We fed the parsed game states into two different learning algorithms: a recurrent neural network (RNN), specifically a long short-term memory layer (LSTM) followed by a standard linear output layer; and random forests (Ho 1995). RNNs are designed to store and recall information from earlier inputs, making them ideal for learning about sequences of information (Hochreiter and Schmidhuber 1997). By learning to process the game states in order, we could take advantage of this memory to attempt to reconstruct the sequence of unit build actions performed by the player, and then to apply that learning to a new game situation.
In our testing, the RNN was by far the most successful in predicting output actions on a small test set. In an average game, it predicted approximately 30 percent of non-null actions exactly correctly. On the other hand, it also over-predicted many actions near their actual timing, showing low precision. We also measured the "time-warp edit distance," a weighted measurement of the divergence of the sequence of predicted actions from the actual game replay. We found that, after training, we could achieve a fairly small time-warp edit distance on the test set, indicating that our predicted sequence had relatively small magnitudes of mistimed and mispredicted actions. Overall, the RNN showed promise as a starting point for this type of imitation, but it is not a perfect solution.

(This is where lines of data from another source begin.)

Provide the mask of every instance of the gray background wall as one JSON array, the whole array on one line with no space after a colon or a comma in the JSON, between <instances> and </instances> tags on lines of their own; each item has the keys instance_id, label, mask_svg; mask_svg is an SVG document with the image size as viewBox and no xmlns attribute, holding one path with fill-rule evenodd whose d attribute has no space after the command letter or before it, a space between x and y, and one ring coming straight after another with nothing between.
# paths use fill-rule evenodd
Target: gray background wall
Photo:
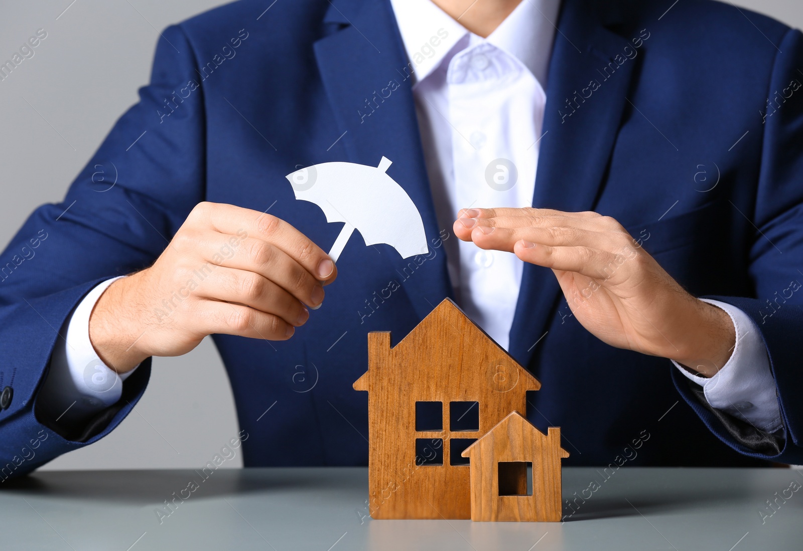
<instances>
[{"instance_id":1,"label":"gray background wall","mask_svg":"<svg viewBox=\"0 0 803 551\"><path fill-rule=\"evenodd\" d=\"M33 58L0 82L2 246L35 207L63 198L116 118L137 101L158 30L224 3L70 1L2 7L0 60L37 29L48 34ZM271 2L265 0L265 7ZM803 27L801 0L736 3ZM183 357L156 359L148 391L116 430L43 468L194 468L211 460L238 430L229 383L207 338ZM241 458L224 465L241 466Z\"/></svg>"}]
</instances>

The next phase of the project is to integrate player imitation learning into an actual StarCraft bot. This would enable us to test our predictions on live games. Showing recordings of these games to experts, we can gain additional insights into how well our player imitation matches a real player's strategies, and how to make it feel more player-like. Further in the future, we hope to expand our imitation learning to include tactical decisions about attack, defense, and unit micromanagement.